“Then you said we could have enough land to hunt and fish on. But when you wanted it you made it smaller or took it away and sent us somewhere else.
“Then you said we could always hunt and fish on the lands you took for your people, but then these new people said we couldn’t.
“You did something we did not think was possible. You killed us without even taking our lives. You killed us by turning our land into pieces of paper and bags of flour and blankets and telling us that was enough. You took the places where the spirits talked to us and you gave us bags of flour.
“This is what you have to understand. To us the land was alive. It talked to us. We called her our mother. If she was angry with us, she would give us no food. If we didn’t share with others, she might send harsh winters or plagues of insects. We had to do good things for her and live the way she thought was right.
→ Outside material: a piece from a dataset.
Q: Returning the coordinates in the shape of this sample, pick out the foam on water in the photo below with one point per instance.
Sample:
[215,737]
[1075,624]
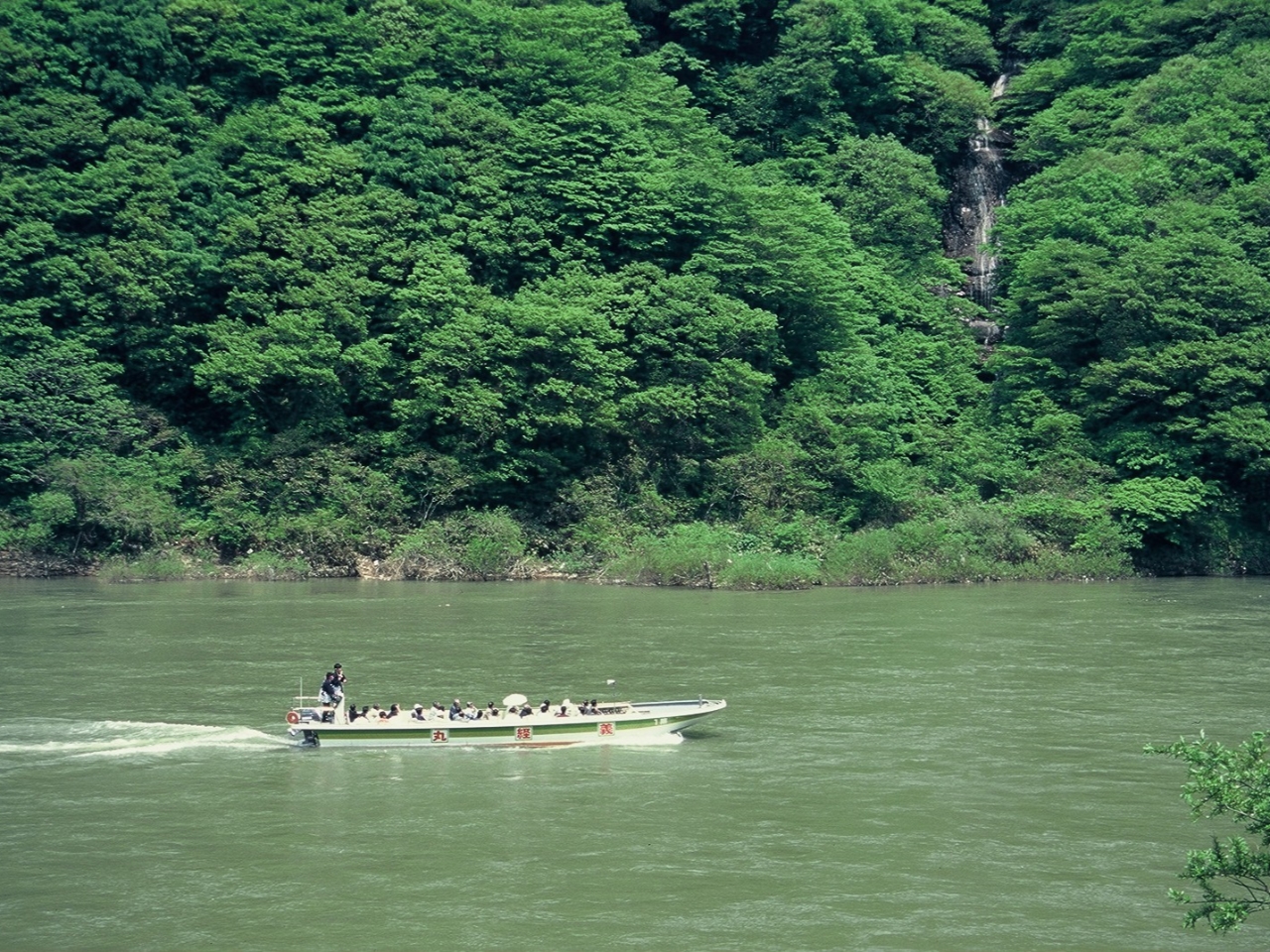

She was the mother to everything that lived upon her, so everything was our brother and sister. The bears, the trees, the plants, the buffalo. They were all our brothers and sisters. If we didn’t treat them right, our mother would be angry. If we treated them with respect and honor, she would be proud.
“For your people, the land was not alive. It was something that was like a stage, where you could build things and make things happen. You understood the dirt and the trees and the water as important things, but not as brothers and sisters. They existed to help you humans live. You were supposed to make the land bear fruit. That is what your God told you.
“How could we people ever talk together when we each believed our God had told us something different about the land? We couldn’t and we never did.
“But you were stronger. There were more of you, so your way won out. You took the land and you turned it into property. Now our mother is silent. But we still listen for her voice.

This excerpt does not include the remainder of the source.